Any “return” objects must be modified in-place (i.e. passed as pointers). This enables
Python to control the memory access of these variables, and also to receive proper
error statuses (see below for how we do exception handling). We also adhere to the
convention that “output” variables should be passed to the function as its last
argument(s). In the case that _only_ the last argument is meant to be “output”, there
exists a simple wrapper _call_c_simple
in wrapper.py
that will neatly handle the
calling of the function in an intuitive pythonic way.
Running with Valgrind¶
If any changes to the C code are made, it is ideal to run tests under valgrind, and
check for memory leaks. To do this, install valgrind
(we have tested v3.14+),
which is probably available via your package manager. We provide a
suppression file for valgrind
in the devel/
directory of the main repository.
It is ideal if you install a development-version of python especially for running these tests.
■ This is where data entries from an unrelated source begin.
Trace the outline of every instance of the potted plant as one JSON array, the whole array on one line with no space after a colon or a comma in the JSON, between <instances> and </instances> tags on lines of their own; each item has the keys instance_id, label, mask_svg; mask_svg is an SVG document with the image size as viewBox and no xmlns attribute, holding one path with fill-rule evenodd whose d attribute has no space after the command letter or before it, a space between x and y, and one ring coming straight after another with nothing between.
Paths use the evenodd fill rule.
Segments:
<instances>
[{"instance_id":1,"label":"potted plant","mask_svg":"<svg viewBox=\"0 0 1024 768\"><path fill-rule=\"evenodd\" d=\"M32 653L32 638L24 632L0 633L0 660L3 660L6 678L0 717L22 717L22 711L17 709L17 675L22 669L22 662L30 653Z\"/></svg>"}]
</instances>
To do this, download the version of python you want and then configure/install with:
$ ./configure --prefix=<your-home>/<directory> --without-pymalloc --with-pydebug --with-valgrind
$ make; make install
Construct a virtualenv
on top of this installation, and create your environment,
and install all requirements.
If you do not wish to run with a modified version of python, you may continue with your
usual version, but may get some extra cruft in the output. If running with Python
version > 3.6, consider running with environment variable PYTHONMALLOC=malloc
(see https://stackoverflow.com/questions/20112989/how-to-use-valgrind-with-python ).
The general pattern for using valgrind with python is:
$ valgrind --tool=memcheck --track-origins=yes --leak-check=full --suppressions=devel/valgrind-suppress-all-but-c.supp <python script>
One useful command is to run valgrind over the test suite (from the top-level repo directory):
$ valgrind --tool=memcheck --track-origins=yes --leak-check=full --suppressions=devel/valgrind-suppress-all-but-c.supp pytest
While we will attempt to keep the suppression file updated to the best of our knowledge so that only relevant leaks and errors are reported, you will likely have to do a bit of digging to find the relevant parts.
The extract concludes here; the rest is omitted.